The Georgian President has already commented on Medvedev’s welcoming letter, stating that if Russia wants to restore relations with Georgia it has to start negotiations with “the elected Government of Georgia.”

“Talks with Russia on any topic may be conducted only after the deoccupation of our territory,” stated Mikheil Saakashvili, as quoted by Georgian media on February 4.

The Georgians Union session was designed to facilitate the normalization of Russian-Georgian relations and investigating the possibilities of restarting cooperation in the economic sphere. The President of the Georgians Union in Russia, Mikhail Khubutia, stated that the organization is appealing for the reintroduction of Georgian wine and other agricultural exports to the Russian market. They have been absent since 2006, when Russia put an embargo on Georgian wine and mineral water, complaining of “low quality” production. “Georgia lost more than USD 40 million after the embargo on Georgian wine,” stated Khubutia.

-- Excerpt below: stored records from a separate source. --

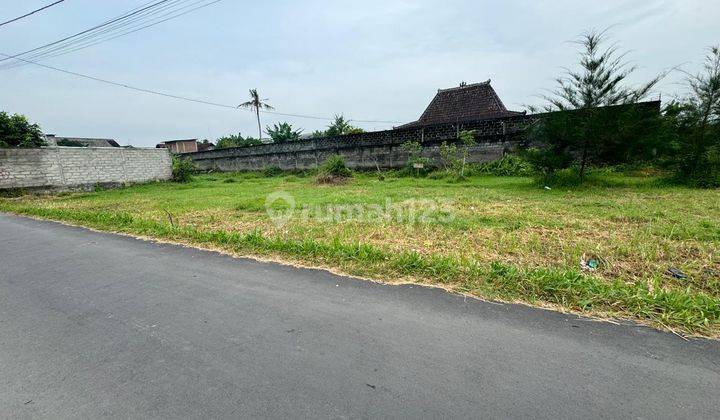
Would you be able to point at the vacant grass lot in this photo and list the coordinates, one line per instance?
(494, 237)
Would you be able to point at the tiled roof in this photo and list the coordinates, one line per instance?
(466, 102)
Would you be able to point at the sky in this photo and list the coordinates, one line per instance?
(378, 60)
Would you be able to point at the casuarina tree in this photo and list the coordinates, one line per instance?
(580, 127)
(696, 120)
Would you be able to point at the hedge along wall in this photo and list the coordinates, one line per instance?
(370, 150)
(76, 167)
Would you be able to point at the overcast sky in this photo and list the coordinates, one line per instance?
(369, 60)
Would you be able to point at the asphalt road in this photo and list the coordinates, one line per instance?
(97, 325)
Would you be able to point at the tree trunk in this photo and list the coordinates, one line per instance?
(257, 112)
(583, 160)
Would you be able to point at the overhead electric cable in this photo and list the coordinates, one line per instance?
(110, 31)
(62, 50)
(31, 13)
(121, 17)
(169, 95)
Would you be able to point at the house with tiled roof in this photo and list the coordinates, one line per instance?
(467, 102)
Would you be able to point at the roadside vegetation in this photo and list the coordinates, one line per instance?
(608, 210)
(657, 246)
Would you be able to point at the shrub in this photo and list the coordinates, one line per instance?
(283, 132)
(417, 165)
(333, 170)
(508, 165)
(16, 131)
(271, 171)
(183, 169)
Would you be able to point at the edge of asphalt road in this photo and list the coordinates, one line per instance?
(626, 335)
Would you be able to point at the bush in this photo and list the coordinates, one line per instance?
(509, 165)
(333, 170)
(183, 169)
(271, 171)
(16, 131)
(417, 165)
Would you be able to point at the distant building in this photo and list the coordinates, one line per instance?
(180, 146)
(53, 140)
(205, 145)
(475, 101)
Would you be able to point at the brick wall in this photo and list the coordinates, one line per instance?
(74, 167)
(369, 150)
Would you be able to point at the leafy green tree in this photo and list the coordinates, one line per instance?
(283, 132)
(695, 122)
(417, 164)
(16, 131)
(256, 104)
(583, 126)
(340, 126)
(454, 158)
(236, 140)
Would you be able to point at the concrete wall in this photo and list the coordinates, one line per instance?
(369, 150)
(76, 167)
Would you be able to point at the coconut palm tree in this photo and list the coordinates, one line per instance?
(256, 104)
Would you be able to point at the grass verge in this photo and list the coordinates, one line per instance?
(684, 309)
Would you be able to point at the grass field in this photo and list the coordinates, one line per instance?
(493, 237)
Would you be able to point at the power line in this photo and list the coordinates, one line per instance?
(96, 37)
(31, 13)
(121, 17)
(183, 98)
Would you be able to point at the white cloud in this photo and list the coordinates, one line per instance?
(371, 60)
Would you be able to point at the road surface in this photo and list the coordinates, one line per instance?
(97, 325)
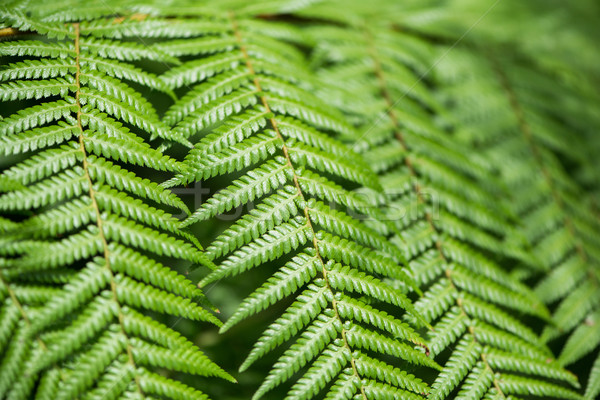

Khubutia also touched on the problem of the lack of direct transportation links between Georgia and Russia. He stated that after the August war members of mixed families have to travel from Georgia to Russia and back through third countries, “which is exhausting and expensive,” he added. The Union adopted a resolution appealing to the authorities of the two countries to start negotiations on the restorations of relations.

Commenting on the holding of the Congress, Georgian President Saakashvili stated that “At the convention of the so-called Union of Georgians in Russia only 191 people out of 310 invited actually came, while Russia asserts that over a million Georgians live in Russia. It’s clear that this is not true. The Kremlin has failed to fill the smallest hall in Moscow and the Russian Prime Minister changed his mind and did not go to the event. Instead, he invited ten Georgians to the Kremlin,” Saakashvili said, as quoted by Georgian TV station Rustavi 2.

“I want to thank all Georgian citizens of any ethnicity who have left Georgia and are now in Russia; they have acted with dignity. Just imagine, they [the Russian authorities] have failed to find anyone – other than rare exceptions – to confront their own country [Georgia], and this amounts to civil heroism in today’s Russia,” he said. Saakashvili also mentioned that a recent public survey had said that 78% of Georgians in Russia supported the Georgian Government. “That should be a message to some Georgian politicians,” said the President.

In December the Russian daily newspaper, Kommersant, reported that President Saakashvili had attempted to establish contacts with the Russian authorities through intermediaries and met with Khubutia in Munich in November for this purpose. There has been no official confirmation of this from the Georgian authorities. Khubutia told journalists on February 4 that “while Russia can live without Georgia, it will be difficult for Georgia to live without Russia.”